26. Yargıtayın asıl görevi, hukukun ülke içinde içtihat birlikteliğini temin edecek şekilde uygulanmasını sağlamaktır. Yargıtayın kuruluş ve vücut sebebi olan bu önemli görevi dolayısıyla bütün mahkeme hükümlerini hukukun uygulanması bakımından kontrol edebileceğini ve bu kontrol yetkisinin mutlak olduğunu kabul zarureti vardır.

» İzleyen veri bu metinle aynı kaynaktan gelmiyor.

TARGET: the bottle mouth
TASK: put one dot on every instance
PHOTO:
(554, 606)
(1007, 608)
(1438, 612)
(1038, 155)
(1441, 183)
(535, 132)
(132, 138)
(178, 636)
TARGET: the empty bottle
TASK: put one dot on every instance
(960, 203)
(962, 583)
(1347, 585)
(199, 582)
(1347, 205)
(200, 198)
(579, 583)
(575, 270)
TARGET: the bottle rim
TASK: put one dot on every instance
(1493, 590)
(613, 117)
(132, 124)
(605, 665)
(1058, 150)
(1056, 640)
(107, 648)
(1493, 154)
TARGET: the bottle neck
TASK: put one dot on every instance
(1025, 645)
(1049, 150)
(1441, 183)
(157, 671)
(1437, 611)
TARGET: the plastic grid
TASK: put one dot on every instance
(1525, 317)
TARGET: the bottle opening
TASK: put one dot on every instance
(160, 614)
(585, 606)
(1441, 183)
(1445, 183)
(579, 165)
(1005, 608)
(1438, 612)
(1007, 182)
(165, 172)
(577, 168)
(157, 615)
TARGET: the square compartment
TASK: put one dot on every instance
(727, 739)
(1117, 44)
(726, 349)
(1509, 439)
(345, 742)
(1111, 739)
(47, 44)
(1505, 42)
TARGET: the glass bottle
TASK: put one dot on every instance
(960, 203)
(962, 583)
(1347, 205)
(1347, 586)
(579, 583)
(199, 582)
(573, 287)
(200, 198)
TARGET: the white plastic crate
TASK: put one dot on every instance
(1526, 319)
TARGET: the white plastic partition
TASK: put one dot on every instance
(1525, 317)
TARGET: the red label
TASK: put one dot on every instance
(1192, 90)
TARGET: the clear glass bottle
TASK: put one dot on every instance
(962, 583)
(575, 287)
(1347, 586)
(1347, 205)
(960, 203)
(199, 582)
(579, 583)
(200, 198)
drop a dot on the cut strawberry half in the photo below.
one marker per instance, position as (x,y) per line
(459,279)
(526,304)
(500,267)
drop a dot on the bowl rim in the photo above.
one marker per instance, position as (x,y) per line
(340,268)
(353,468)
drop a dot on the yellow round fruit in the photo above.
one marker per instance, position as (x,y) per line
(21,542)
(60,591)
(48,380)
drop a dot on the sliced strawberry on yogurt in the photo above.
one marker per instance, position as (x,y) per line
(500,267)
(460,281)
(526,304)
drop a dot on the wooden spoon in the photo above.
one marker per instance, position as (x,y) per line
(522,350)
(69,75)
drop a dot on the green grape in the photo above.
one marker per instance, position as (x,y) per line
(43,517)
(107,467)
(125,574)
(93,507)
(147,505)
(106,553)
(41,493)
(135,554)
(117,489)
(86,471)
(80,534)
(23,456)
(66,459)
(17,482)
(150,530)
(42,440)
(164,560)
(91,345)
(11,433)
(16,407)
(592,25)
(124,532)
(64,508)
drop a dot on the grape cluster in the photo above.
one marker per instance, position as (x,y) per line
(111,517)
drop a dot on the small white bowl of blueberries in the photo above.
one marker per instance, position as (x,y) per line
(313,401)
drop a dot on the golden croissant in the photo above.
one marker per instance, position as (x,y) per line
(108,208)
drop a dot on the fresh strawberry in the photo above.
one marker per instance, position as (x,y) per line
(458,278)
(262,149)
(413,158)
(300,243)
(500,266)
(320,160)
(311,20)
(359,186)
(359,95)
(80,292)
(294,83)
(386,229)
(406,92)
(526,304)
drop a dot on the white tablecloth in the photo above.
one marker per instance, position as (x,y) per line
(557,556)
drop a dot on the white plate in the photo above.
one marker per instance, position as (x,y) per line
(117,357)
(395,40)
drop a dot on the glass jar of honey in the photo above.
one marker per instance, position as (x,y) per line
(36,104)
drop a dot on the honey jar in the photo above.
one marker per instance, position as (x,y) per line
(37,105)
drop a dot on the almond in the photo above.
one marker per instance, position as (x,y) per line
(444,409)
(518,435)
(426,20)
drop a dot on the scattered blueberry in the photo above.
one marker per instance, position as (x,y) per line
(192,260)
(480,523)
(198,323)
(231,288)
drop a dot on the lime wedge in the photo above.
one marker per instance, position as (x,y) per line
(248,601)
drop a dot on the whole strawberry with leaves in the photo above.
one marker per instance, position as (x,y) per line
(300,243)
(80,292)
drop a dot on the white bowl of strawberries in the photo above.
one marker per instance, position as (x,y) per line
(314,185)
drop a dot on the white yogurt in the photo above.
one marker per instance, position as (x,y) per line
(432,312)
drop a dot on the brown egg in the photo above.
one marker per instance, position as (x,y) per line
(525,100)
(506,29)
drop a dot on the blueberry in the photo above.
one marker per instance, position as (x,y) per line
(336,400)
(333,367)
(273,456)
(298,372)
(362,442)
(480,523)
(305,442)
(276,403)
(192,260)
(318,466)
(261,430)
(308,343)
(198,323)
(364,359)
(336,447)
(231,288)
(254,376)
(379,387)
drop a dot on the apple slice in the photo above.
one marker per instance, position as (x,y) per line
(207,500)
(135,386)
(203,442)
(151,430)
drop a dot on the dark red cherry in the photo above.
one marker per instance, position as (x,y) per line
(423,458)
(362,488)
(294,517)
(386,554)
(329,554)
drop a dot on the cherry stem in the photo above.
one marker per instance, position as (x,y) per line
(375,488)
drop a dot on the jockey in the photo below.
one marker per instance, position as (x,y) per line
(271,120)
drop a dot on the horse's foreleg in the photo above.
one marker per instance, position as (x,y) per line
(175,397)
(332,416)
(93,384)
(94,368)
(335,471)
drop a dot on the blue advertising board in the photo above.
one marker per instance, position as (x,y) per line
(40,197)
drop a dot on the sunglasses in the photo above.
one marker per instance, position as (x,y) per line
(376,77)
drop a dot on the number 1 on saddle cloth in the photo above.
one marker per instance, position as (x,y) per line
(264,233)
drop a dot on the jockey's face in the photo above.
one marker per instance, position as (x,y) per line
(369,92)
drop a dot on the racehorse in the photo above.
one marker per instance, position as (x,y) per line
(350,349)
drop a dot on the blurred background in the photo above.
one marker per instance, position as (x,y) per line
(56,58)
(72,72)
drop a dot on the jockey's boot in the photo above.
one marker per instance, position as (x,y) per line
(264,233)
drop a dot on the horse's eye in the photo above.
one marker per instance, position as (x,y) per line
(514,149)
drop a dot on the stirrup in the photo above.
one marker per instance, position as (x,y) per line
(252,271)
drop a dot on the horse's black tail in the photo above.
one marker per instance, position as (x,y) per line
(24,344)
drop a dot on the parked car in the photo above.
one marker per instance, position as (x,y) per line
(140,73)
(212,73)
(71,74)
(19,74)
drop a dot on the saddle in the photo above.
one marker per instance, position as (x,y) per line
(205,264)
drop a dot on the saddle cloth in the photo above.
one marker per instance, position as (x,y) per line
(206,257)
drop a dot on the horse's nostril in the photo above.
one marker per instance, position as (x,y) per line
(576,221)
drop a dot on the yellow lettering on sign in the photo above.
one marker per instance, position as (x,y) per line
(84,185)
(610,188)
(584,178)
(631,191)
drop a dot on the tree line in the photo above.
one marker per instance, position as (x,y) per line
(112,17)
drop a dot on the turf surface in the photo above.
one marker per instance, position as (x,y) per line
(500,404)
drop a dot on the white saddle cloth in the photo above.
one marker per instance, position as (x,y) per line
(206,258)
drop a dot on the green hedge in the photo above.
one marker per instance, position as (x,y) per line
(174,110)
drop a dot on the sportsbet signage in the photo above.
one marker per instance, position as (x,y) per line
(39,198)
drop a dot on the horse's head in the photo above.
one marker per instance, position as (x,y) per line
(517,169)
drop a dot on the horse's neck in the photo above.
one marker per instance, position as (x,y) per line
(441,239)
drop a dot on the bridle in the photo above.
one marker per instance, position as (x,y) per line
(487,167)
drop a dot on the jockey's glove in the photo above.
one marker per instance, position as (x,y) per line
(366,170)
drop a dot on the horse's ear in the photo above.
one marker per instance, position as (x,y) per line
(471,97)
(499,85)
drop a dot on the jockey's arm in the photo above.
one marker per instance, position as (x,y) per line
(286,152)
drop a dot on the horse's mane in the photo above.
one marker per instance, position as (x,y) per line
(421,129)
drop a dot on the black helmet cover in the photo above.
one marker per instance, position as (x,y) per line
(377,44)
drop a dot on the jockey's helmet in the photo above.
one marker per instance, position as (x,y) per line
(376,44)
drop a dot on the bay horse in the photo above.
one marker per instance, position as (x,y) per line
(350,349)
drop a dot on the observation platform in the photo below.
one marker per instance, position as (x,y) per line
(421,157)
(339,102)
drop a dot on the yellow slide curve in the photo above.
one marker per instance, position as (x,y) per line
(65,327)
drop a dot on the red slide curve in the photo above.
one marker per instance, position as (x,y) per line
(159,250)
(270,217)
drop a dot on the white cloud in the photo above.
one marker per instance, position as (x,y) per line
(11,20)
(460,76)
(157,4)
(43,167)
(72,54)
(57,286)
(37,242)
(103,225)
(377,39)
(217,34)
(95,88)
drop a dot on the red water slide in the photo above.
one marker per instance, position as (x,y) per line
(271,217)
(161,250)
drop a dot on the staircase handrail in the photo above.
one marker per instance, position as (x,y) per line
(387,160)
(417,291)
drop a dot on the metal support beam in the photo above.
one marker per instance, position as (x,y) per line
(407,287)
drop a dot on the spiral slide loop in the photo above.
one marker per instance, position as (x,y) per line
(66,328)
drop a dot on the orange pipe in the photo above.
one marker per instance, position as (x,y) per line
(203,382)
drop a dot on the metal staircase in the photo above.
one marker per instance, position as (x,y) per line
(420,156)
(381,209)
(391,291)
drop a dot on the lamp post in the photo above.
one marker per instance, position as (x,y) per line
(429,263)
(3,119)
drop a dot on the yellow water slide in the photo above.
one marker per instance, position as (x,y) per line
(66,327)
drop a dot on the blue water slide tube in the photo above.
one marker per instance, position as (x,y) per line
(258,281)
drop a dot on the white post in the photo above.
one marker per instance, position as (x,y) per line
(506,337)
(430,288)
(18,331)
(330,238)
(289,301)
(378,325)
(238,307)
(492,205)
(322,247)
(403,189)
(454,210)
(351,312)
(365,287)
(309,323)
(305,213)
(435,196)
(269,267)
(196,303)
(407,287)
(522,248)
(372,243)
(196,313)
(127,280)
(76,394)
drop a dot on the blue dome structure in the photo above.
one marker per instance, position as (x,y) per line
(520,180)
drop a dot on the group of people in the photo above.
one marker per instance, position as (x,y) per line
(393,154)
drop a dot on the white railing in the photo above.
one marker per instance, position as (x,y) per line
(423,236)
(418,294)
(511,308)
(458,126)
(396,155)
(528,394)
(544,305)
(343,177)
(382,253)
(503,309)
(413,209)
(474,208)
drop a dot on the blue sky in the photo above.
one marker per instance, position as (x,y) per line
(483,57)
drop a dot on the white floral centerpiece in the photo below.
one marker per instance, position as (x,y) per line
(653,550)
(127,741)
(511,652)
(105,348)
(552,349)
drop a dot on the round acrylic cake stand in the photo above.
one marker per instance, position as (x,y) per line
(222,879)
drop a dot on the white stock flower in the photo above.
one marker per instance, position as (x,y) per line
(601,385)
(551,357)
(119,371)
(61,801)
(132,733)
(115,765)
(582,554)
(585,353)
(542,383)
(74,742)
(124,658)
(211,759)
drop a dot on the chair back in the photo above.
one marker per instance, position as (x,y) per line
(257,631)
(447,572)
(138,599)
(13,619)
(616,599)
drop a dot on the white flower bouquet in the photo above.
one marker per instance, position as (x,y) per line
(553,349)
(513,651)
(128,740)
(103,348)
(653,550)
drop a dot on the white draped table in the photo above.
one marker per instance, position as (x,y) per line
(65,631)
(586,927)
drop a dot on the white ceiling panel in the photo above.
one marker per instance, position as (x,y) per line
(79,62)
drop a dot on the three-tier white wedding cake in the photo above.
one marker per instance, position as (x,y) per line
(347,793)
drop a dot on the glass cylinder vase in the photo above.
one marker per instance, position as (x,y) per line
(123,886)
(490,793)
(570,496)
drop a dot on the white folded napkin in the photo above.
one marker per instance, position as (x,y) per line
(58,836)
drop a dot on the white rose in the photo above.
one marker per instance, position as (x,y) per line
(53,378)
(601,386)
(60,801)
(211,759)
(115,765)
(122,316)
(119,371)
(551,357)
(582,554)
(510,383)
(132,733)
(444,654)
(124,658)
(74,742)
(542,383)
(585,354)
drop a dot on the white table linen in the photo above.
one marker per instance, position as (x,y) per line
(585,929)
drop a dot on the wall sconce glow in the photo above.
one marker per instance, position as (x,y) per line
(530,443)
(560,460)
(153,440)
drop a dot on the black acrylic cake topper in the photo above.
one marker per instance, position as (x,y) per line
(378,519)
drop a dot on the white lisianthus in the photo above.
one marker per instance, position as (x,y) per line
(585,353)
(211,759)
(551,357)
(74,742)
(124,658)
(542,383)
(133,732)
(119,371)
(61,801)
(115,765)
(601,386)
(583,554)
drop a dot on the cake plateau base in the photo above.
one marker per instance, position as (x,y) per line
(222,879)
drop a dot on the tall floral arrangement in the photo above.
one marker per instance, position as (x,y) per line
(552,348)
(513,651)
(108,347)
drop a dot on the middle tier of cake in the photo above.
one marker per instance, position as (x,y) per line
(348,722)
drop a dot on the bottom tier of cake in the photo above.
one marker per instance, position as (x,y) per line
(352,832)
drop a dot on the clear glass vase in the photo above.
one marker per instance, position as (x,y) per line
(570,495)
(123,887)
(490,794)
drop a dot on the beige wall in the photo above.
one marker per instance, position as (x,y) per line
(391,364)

27. Hâkim önüne gelen bir uyuşmazlıkla ilgili maddi vakıaları tespit ettikten sonra hukuk alanındaki faaliyetine geçer. Bu faaliyet dört aşamadan oluşur ve her aşama hukukî niteliği haiz olduğundan Yargıtayın mutlak denetimine tabidir. Hâkim ilk önce usul hükümlerine uygun olarak tespit ettiği somut olaya ilişkin vakıalara uygulanacak hukuk kuralını tespit eder. Hâkim, tespit ettiği vakıalara uygulayacağı hukuk kuralının belirlemesinde yanılmışsa, buna dayanarak vereceği hükmün de yanlış olması kaçınılmazdır. İkinci aşamada hâkim, tespit ettiği hukuk kuralının gerçek ve doğru anlamını açıklar. Hâkim hukuk kuralının açıklanmasında (tefsirinde) hataya düşerse yapacağı hukuk uygulaması da yanlış olacaktır. Üçüncü aşamada hâkim bulduğu ve açıklayarak elle tutulur hâle getirdiği hukuk kuralında yer alan soyut vakıa ile davada tespit ettiği somut vakıayı karşılaştırarak vakıanın hukukî nitelendirmesini yapar (tavsif). Burada hâkimin yaptığı nitelendirme hukukun uygulanmasına ilişkindir. Hâkim, hukukun uygulanması alanında ilk üç aşamayı doğru olarak yürüttüğü takdirde nihayet mantıken varılan hukukî sonuç ortaya çıkar. Burada özellikle üzerinde durulması gereken husus; hâkimin “hukuki sonuca yönelik olarak kullandığı takdir hakkının bir hukuk meselesi” olduğu hususudur. Hâkim somut olaydaki hukuksal faaliyetin ilk üç aşamasını doğru olarak tamamladıktan sonra dördüncü aşamada vardığı hukukî sonucun “takdir hakkının” kullanılmış olduğu gerekçesiyle Yargıtay denetimine tabi olmadığı sonucuna varılamaz. Zira Yargıtayın maddi hukukun doğru olarak uygulanıp uygulanmadığı yönünden mutlak denetim yetkisi vardır. Takdir hak ve yetkisinin denetlenmesi de bir hukukîlik denetimi olup Yargıtayın yetki alanında bulunduğu da muhakkaktır.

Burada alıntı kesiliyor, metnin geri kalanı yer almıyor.